Keep in mind that when all of the stars are in the perfect alignment and all of the fuel evaporates in time for the spark, the perfect AFR is 14.7 This number works fine most of the time till about 3000 RPM as long as the intake pressure is around 50 KPA or less. As you get deeper into the throttle, and as a result the intake velocities start rising and the KPA in the intake starts getting closer to 100 KPA, the fuel has more trouble evaporating in time you have to start adding extra fuel into the mix hoping to get the perfect amount evaporated in time for the spark. Most normally aspirated motor wind up at right near 13.0 AFR at WOT. Some motors more and some less.

The next thing that makes all of this stuff even more sketchy is how much used up air and fuel really got out of the chamber on the last exhaust stroke. If a high pressure exhaust happened to bounce back at just the wrong time, some of the exhaust may have gotten shoved back into chamber at just the most inopportune time.

The combination of these two situation is what makes up this magic thing called VE. Volumetric Efficiency is just a fueling fudge factor. Real world VE runs from about 40 at idle to 105 at peak torque if you are lucky.

So now the big elephant in the closet is what target AFR was the tuner using at each and every one of those 100 or so intersection points in the VE map. I have heard from PC that they use 13.0 across the board. Wrong answer.....

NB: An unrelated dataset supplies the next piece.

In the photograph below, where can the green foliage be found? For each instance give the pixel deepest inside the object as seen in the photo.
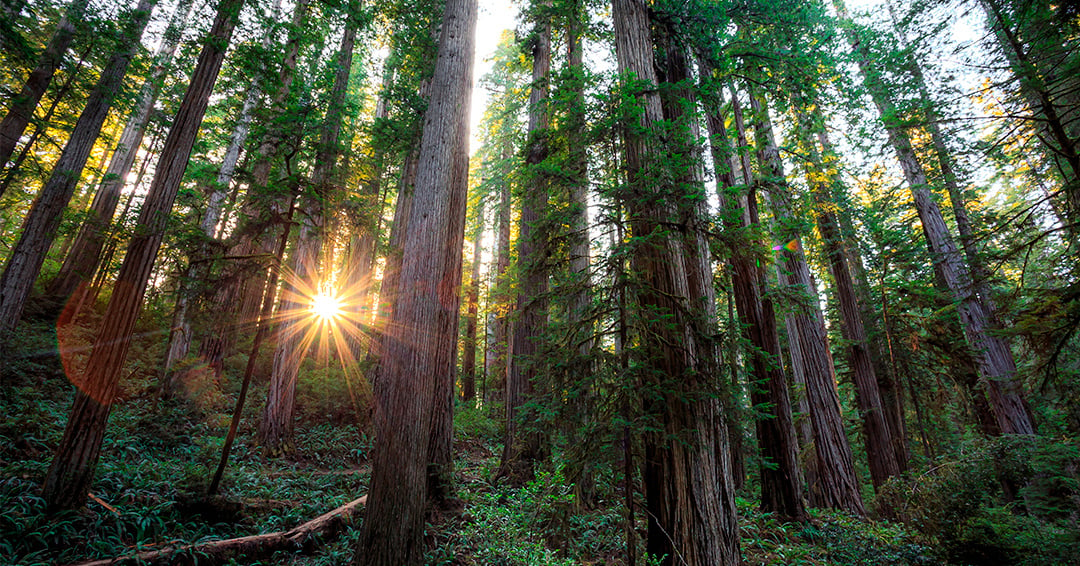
(1004, 500)
(531, 525)
(829, 538)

Just for fun, here is a video of one of the team of cars that I just took on tuning. Wish me luck.

[ame="http://www.youtube.com/watch?v=_jfnr3eVt1c"]YouTube - VIDEO0013.3gp[/ame] ( The silver one :) )

This is a log from one of the slower cars in the team that we want to get well into the 8s in street trim.

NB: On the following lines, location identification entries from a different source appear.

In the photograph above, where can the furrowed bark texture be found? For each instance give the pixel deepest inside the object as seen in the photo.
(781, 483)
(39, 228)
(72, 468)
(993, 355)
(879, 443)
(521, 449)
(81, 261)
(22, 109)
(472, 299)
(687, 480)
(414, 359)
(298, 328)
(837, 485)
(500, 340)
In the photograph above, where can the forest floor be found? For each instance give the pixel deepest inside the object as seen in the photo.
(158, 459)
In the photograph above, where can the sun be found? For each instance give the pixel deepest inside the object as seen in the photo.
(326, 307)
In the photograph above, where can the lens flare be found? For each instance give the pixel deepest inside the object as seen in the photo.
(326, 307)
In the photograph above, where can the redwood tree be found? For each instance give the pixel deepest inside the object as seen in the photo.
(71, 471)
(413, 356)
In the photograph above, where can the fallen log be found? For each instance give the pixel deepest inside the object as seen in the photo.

http://www.ncs-stl.com/racecardata/RichVelocity_9_SecDragCar.jpg

Hope this helps

AW
 
Target AFRs wind up looking something like this. This one happens to be for a Harley. Once we get close to these guidelines, then we start playing with things in search of max acceleration.

TpsVsAfr.JPG
 
Great response Whittlebeast.

I look at AFR as a number, and only that, a number that will change over the entire map; it is what it is, a number.

The guy I work with for tuning doesn't use AFR, and doesn't even bother to record it. He aims for complete combustion, or the optimal amount of fuel for a given rpm and throttle position. I'd imagine that if he did record AFR it would be all over the map, no pun intended. :)

Interestingly he has many owners who've given up on trying to make their bikes run right at shops that use a "target" AFR. He simply tunes to complete combustion and the bike runs great. Most often bikes are "drowning in fuel" and don't run correctly because the tuner has targeted the "magic" AFR. Once he tunes the bikes correctly the fuel mileage and the performance of the bike both improve. On 1098s he'll see a 4 to 5 mpg improvement, in addition to a 10 hp+ bump.

Manufactures run the bikes a little rich to meet a broad user range and geography, and use cats to clean the emissions up; hence three cats on our bike. Once the bike is tuned correctly the emissions from a bike are next to nothing, it's amazing. Once my FZ6 was tuned the CO emissions were .01%.

Another thing that he has found time and time again, it that "performance" products are often not. All of that bolt on stuff does not guarentee that the bike will run as well as a properly tuned bike with a quality exhaust. (Insert popular tuner products here, Screamin' Chicken is the king of crap.) He often removes the popular forum mods, puts on a quality exhaust, performs a proper tune up, then dyno tunes with a Power Commander, TEKA, etc. and ends up with a great running bike.

Remember the old racer's saying, "Lean is mean."